Les biographes notent qu’à cette période, sa coopération avec Frugès représente pour Le Corbusier la matérialisation du couple le prophète et le mécène qu’il avait imaginé dans l’une de ses œuvres « Urbanisme » et Le Corbusier tient en forte estime les qualités artistiques de Frugès, lesquelles s’expriment aussi dans la magnifique maison Architecte Pierre Ferret que l’industriel achève sur les Allées Damour Actuellement 63 place des Martyrs de la Résistance.
L’industriel contribue à la conception des Quartiers Modernes Frugès par un vrai dialogue avec l’architecte, facilité par l’identité des préoccupations. On dit que c’est de ce dialogue qu’est née la polychromie des murs extérieurs des maisons. Elle deviendra une sorte de marque de fabrique de l’architecte.
L’exil et le retour
La crise des années 30 est là .
Frugès cède son usine à Beghin Say et part pour l’Afrique du Nord, Tunis d’abord, puis Alger. La vie est moins aisée mais l’art est toujours présent dans sa vie. Ses talents de peintre auraient même permis, à certains moments, d’atténuer la dureté des temps et il aurait orné de fresques certains monuments d’Alger du temps de la présence française.

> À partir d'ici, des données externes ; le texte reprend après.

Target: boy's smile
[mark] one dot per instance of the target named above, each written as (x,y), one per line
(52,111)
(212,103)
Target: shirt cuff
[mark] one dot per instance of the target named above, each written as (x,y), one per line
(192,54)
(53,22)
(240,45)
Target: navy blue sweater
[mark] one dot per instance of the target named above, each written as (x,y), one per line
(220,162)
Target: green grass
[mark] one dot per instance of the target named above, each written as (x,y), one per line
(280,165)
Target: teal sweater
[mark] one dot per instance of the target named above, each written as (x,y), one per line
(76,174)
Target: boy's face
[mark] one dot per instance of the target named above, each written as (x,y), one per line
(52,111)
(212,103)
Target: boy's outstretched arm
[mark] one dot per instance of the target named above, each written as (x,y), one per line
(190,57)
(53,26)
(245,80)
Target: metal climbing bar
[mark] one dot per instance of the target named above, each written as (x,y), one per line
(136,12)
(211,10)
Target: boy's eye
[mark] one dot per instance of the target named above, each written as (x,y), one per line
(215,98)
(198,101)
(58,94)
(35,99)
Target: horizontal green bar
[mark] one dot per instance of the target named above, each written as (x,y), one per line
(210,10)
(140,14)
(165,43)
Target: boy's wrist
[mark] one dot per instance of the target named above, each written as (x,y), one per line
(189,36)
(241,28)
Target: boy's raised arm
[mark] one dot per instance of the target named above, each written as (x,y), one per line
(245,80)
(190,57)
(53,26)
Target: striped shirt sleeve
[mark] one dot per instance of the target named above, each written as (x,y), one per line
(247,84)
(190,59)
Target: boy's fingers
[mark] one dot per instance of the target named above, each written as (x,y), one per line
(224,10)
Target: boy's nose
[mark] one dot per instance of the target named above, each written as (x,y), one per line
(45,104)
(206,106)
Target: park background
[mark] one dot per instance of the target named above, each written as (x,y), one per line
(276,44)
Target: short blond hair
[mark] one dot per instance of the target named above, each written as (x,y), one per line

Retour contraint et précipité en 1963, Frugès choisit de se réinstaller au pays natal où il demeurera jusqu’à sa mort en 1974, enrichissant de ses souvenirs ce que nous savons de l’œuvre de Le Corbusier et de ses réalisations à Pessac. Il laisse de nombreux tableaux. Ses héritiers font don de certains, pour la majorité peints après son retour, à la ville. C’est la matière de l’exposition.
L’exposition : des miniatures en fresque
Qui sommes nous pour juger les œuvres exposées ? La plupart sont inspirées de la vie de Bouddha ou traitent de sujets similaires. Elles surprennent de prime abord, pas de réelles sensations en les regardant, peu d’émotion. Le genre ne nous est pas familier, on sent - le titre de l’exposition le suggère - que la communication sera meilleure avec un lecteur empreint de mysticisme oriental.

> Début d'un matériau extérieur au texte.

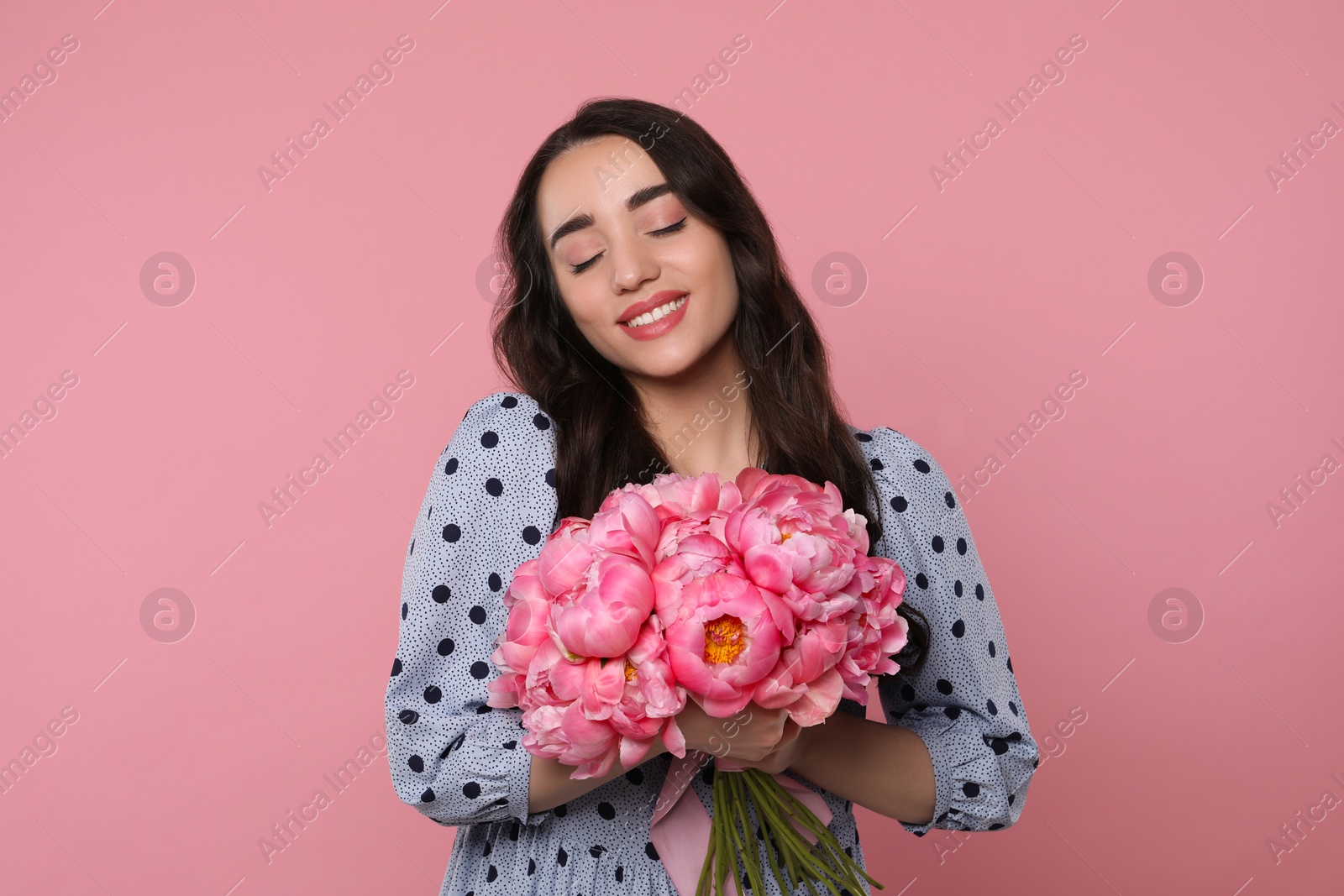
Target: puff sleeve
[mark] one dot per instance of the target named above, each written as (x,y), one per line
(964,703)
(488,508)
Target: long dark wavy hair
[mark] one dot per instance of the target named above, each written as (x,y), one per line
(601,437)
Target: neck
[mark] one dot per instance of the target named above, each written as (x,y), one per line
(702,418)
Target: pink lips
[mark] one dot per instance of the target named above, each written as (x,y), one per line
(663,324)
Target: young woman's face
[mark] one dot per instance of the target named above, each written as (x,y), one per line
(620,239)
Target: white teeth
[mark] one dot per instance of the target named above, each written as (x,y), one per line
(662,311)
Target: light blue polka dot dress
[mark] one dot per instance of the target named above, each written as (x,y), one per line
(490,506)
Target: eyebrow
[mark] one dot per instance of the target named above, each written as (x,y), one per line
(638,197)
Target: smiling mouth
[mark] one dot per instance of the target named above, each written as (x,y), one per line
(658,313)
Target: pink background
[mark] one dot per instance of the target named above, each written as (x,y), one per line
(980,298)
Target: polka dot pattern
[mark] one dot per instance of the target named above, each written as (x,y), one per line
(457,761)
(983,759)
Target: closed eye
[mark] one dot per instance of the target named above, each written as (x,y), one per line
(669,228)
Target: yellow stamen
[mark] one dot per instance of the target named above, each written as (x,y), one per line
(725,638)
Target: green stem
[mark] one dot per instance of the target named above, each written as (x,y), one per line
(826,859)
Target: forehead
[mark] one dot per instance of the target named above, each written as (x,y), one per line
(595,179)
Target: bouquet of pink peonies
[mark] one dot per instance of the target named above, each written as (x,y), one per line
(756,590)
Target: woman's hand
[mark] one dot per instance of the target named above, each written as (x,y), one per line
(748,738)
(786,754)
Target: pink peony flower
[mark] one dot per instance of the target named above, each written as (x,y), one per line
(725,641)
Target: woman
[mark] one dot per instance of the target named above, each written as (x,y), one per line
(651,327)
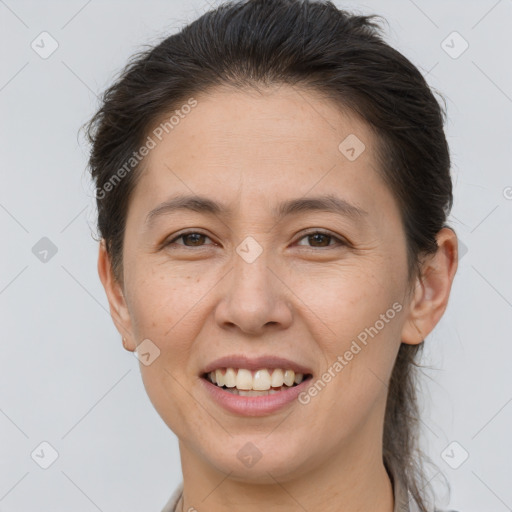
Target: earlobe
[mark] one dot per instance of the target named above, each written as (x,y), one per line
(432,289)
(113,289)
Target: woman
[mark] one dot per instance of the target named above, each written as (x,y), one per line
(272,186)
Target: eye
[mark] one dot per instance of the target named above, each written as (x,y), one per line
(318,238)
(196,238)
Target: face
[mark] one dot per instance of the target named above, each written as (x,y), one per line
(324,288)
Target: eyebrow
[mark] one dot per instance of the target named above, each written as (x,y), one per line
(326,203)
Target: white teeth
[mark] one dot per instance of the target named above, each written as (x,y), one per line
(244,379)
(289,377)
(277,378)
(230,378)
(262,380)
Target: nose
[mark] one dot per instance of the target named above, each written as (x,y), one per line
(254,298)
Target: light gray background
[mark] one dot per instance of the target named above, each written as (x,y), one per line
(64,376)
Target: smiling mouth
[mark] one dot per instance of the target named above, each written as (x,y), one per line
(243,382)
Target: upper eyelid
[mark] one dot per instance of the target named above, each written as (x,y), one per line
(339,239)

La technique aussi étonne, une première vision évoque des icônes, l’abondance d’or y contribue, mais cette impression est vite balayée par le foisonnement des décors et des détails. L’examen minutieux permet, mieux que la vue d’ensemble, d’apprécier l’artiste et de reconnaitre son talent dans la finesse d’exécution. Serions nous plus sensibles à ses dons pour la miniature qu’à ses qualités pour les fresques. C’est peut-être la cause de notre étonnement et, disons le, de notre déception initiale. Nous ne sommes pas habitués à voire dans des tableaux présentés verticalement ce qui s’apparente à des miniatures qui, généralement se regardent à plat.
L’art d’Henry Frugès a cependant une autre facette, à coté d’une majorité d’œuvres évoquant des miniatures d’orient, quelques compositions fantasmagoriques, presque abstraites, s’accordent mieux avec notre manière de voir et touche notre sensibilité, signe vraisemblablement d’un talent multiple qui aurait pu mieux retenir l’attention des critiques bordelais.